Acquilla Clemons

Acquilla Clemons

Acquilla Clemons lived on the north side of Tenth Street in Dallas. On 22nd November, 1963, Clemons was sitting on the porch of her house when she saw Officer J. D. Tippit killed.

Afterwards she claimed that there were two men involved in the attack on Tippit. She later testified in a television documentary that the gunman was a "short guy and kind of heavy". The other man was tall and thin in khaki trousers and a white shirt. She also claimed that Dallas Police warned her not to repeat this story to others or "she might get hurt".

Anthony Summers, the author of The Kennedy Conspiracy (1980): "Obviously, Mrs. Clemons should have been questioned more thoroughly than in a television interview. She said she had been visited by the FBI, who decided not to take a statement because of her poor health. Mrs. Clemons suffered from diabetes, hardly a condition to deter efficient investigators from taking a statement. According to two reporters, who visited Mrs. Clemons several years after the assassination, she and her family still spoke with conviction of seeing two men at the scene of the Tippit shooting. Mrs. Clemons' story finds corroboration from another witness, and he too was ignored."

Acquilla Clemons was not called to give evidence to the Warren Commission.

Primary Sources

(1) Anthony Summers, The Kennedy Conspiracy (1980)

Mrs. Acquilla Clemons, who was in a house close to the spot where Tippit was killed, told independent investigators she saw two men near the policeman's car just before the shooting. She said she ran out after the shots and saw a man with a gun. But she described him as "kind of chunky... kind of heavy," a description which does not fit Oswald at all. Much more disturbing, this was not the only man she saw...

Mrs. Clemons said the man with a gun went off in one direction and the second man in another. She described the man with the gun as "short and kind of heavy" and wearing "khaki and a white shirt" - a description which does not fit Oswald at all. The second man, she said, was thin and tall rather than short, a description which could refer to Oswald.
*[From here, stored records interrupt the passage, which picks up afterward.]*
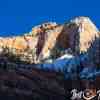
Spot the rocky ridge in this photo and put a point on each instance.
(63, 55)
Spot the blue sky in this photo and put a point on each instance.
(19, 16)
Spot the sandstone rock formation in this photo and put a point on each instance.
(50, 61)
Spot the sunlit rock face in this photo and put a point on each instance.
(51, 40)
(77, 35)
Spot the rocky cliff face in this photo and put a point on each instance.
(50, 40)
(51, 60)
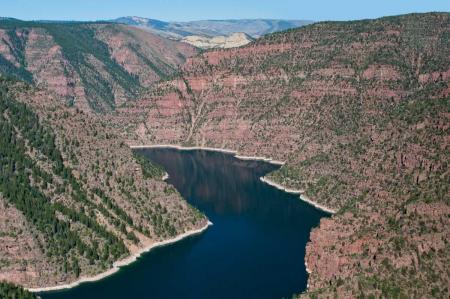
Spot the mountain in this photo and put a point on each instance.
(208, 29)
(358, 110)
(94, 66)
(74, 199)
(360, 113)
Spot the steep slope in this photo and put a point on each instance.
(233, 41)
(211, 28)
(94, 66)
(360, 113)
(73, 198)
(10, 291)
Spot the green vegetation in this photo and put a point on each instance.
(24, 183)
(11, 291)
(149, 169)
(83, 50)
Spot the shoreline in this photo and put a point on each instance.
(211, 149)
(301, 193)
(121, 263)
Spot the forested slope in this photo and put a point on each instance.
(73, 199)
(360, 112)
(94, 66)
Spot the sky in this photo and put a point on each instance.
(177, 10)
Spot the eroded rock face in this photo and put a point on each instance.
(224, 42)
(360, 116)
(106, 185)
(92, 66)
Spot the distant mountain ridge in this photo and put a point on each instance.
(210, 28)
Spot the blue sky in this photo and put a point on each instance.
(177, 10)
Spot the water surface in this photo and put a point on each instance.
(255, 249)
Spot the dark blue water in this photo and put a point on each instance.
(255, 249)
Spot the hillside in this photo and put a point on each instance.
(73, 197)
(93, 66)
(211, 28)
(224, 42)
(360, 113)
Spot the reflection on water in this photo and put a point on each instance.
(255, 248)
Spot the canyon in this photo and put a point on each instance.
(357, 111)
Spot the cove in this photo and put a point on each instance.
(255, 248)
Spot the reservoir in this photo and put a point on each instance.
(254, 249)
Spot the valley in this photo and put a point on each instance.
(357, 111)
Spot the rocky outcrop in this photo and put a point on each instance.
(225, 42)
(92, 66)
(361, 126)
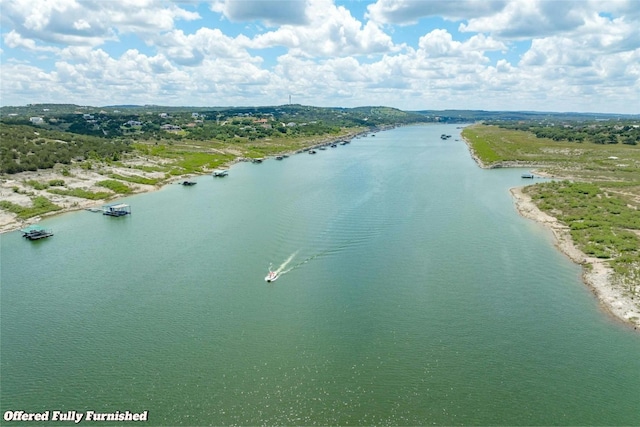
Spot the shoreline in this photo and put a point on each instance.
(80, 178)
(596, 274)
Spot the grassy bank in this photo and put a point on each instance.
(597, 198)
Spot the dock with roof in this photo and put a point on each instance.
(35, 232)
(120, 209)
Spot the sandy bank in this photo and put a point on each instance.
(15, 188)
(596, 273)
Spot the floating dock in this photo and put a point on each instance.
(35, 232)
(116, 210)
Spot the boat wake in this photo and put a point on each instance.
(274, 274)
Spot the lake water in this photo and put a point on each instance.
(414, 294)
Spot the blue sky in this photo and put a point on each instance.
(543, 55)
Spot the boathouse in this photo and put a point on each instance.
(35, 232)
(116, 210)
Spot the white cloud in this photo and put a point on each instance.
(409, 11)
(332, 31)
(192, 49)
(89, 22)
(272, 12)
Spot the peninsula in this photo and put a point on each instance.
(591, 206)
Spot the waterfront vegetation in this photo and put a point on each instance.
(115, 186)
(81, 193)
(40, 205)
(599, 197)
(601, 158)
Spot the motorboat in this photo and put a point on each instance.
(271, 277)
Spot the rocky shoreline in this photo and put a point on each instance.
(597, 275)
(14, 188)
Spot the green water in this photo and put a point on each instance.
(416, 295)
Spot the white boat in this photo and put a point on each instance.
(271, 277)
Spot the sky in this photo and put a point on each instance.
(524, 55)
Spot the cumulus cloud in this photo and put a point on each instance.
(89, 22)
(272, 12)
(531, 18)
(325, 55)
(192, 49)
(332, 30)
(409, 11)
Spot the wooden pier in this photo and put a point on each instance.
(34, 232)
(116, 210)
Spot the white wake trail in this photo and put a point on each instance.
(281, 269)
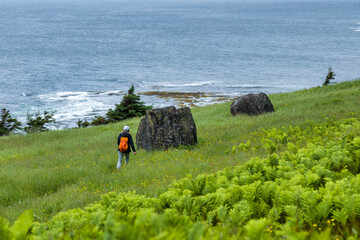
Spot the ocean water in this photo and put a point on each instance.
(79, 58)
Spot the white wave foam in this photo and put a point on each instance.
(71, 106)
(246, 86)
(176, 85)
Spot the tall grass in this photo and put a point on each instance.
(54, 171)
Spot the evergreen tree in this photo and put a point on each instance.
(36, 122)
(329, 77)
(7, 123)
(129, 107)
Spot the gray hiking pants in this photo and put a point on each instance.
(121, 156)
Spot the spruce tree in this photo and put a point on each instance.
(36, 122)
(7, 123)
(329, 77)
(130, 106)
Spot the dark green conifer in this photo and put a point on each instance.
(7, 123)
(329, 77)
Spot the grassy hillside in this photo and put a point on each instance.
(55, 171)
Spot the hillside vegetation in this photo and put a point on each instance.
(292, 173)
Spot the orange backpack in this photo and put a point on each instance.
(123, 146)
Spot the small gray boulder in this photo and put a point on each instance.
(162, 128)
(252, 104)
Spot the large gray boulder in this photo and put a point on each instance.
(252, 104)
(162, 128)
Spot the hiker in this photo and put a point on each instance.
(124, 143)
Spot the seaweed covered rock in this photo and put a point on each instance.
(252, 104)
(162, 128)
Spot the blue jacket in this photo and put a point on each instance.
(130, 141)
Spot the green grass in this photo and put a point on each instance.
(58, 170)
Obviously, Mrs. Clemons should have been questioned more thoroughly than in a television interview. She said she had been visited by the FBI, who decided not to take a statement because of her poor health. Mrs. Clemons suffered from diabetes, hardly a condition to deter efficient investigators from taking a statement. According to two reporters, who visited Mrs. Clemons several years after the assassination, she and her family still spoke with conviction of seeing two men at the scene of the Tippit shooting. Mrs. Clemons' story finds corroboration from another witness, and he too was ignored.